Le repas qui devait être un festin pour la famille, s’est transformé en tragédie, suscitant un énorme choc.

Au village Ngolambélé situé dans l’arrondissement de Dimako, un drame marqué par la mort de six personnes secoue la famille Gouendjeng. Deux adultes et quatre enfants sont décédés suite à la consommation d’un repas ce lundi 26 août 2024. Un repas constitué du couscous de maïs que les enquêtes ont révélé toxique.

Dans une maison de huit, il ne reste plus que deux membres qui luttent pour leur survie. Une témoin des faits a d’abord pensé à une crise d’épilepsie lorsque l’un des enfants victimes a manifesté le malaise causé par ce qu’il avait mangé, mais il s’est avéré que ce n’était pas le cas. Les premières informations recueillies indiquent le couscous comme cause du décès. Le maïs ayant servi à la préparation de ce couscous était en effet traité à base d’un raticide et était destiné à améliorer les semences.

« Une des victimes ayant récupéré la semence de maïs qui était déjà traité l’a fait écraser. Après avoir écrasé, elle a préparé le couscous avec et toute la famille a mangé. Présentement nous enregistrons six décès»,

a expliqué Olivier Deigue Mgbatane, Sous-préfet de Dimako.

Ainsi parmi les huit membres de la famille ayant consommé le repas, ils ne sont plus que deux survivants. Les victimes décédées sont Antoinette Gouendjeng Sombo , Irnes Ndambele Mbianda, Steve Ndedi ; Judicael Brondon Foum Kola, Daniel Moppong et Jenifa Gouendjeng Ndambele. Il s’agit de la grand- mère, sa fille et les quatre petit-fils de la maison âgés entre 8 et 12 ans. Les deux survivants sont selon le chef du village le grand-père et son petit frère. Ces derniers sont pris en charge au centre hospitalier régional de Bertoua. Les médecins révèlent que leur état est critique.

«Nous mettons tous les moyens à notre disposition pour essayer de les sortir de là. Ils sont dans un état critique, mais nous restons confiants. Nous espérons que les choses vont évoluer de la meilleure des façons »,

déclare le Dr Thierry Ekanga, conseiller médical au CHR de Bertoua.

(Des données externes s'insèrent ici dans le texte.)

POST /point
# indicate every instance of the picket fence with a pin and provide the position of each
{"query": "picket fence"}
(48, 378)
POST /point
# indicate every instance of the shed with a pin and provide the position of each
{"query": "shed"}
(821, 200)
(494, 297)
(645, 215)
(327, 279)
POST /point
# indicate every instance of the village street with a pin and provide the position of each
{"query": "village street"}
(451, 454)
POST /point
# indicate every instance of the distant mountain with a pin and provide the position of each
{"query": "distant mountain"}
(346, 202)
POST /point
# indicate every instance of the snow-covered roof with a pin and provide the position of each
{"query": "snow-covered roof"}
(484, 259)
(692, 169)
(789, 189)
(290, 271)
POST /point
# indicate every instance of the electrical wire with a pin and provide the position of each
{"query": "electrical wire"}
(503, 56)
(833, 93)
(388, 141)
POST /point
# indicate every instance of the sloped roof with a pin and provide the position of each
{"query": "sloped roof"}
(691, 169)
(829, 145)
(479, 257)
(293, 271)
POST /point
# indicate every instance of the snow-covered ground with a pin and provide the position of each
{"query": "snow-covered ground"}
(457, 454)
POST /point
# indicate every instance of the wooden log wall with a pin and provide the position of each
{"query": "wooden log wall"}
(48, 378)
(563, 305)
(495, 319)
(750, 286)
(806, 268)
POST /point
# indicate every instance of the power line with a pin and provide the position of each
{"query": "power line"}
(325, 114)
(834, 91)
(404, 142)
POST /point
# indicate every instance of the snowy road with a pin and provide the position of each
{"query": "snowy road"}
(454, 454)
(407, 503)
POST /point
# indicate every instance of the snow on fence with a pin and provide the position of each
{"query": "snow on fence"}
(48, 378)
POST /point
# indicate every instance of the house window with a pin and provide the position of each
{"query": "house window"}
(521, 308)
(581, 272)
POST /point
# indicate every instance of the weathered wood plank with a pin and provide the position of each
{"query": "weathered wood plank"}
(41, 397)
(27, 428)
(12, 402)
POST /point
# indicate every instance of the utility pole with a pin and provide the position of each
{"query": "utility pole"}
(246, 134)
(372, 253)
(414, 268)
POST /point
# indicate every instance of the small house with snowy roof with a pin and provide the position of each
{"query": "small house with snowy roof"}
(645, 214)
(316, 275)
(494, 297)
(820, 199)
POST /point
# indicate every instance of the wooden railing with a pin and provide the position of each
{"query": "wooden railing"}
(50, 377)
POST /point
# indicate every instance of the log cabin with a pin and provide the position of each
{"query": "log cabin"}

A côté du choc, la tragédie met tout le village en panique car la farine été écrasée dans les moulins communs. Cette situation alarmante a conduit le sous-préfet de Dimako à ordonner la fermeture temporaire de tous les moulins à écraser de la localité.

Ce sont de nouvelles personnes qui perdent la vie suite à l’intoxication alimentaire au Cameroun. Entre juin et juillet dernier, cinq enfants ont perdu la vie dans des circonstances similaires. Le drame crée une atmosphère désolante, il invite à la vigilance de tous.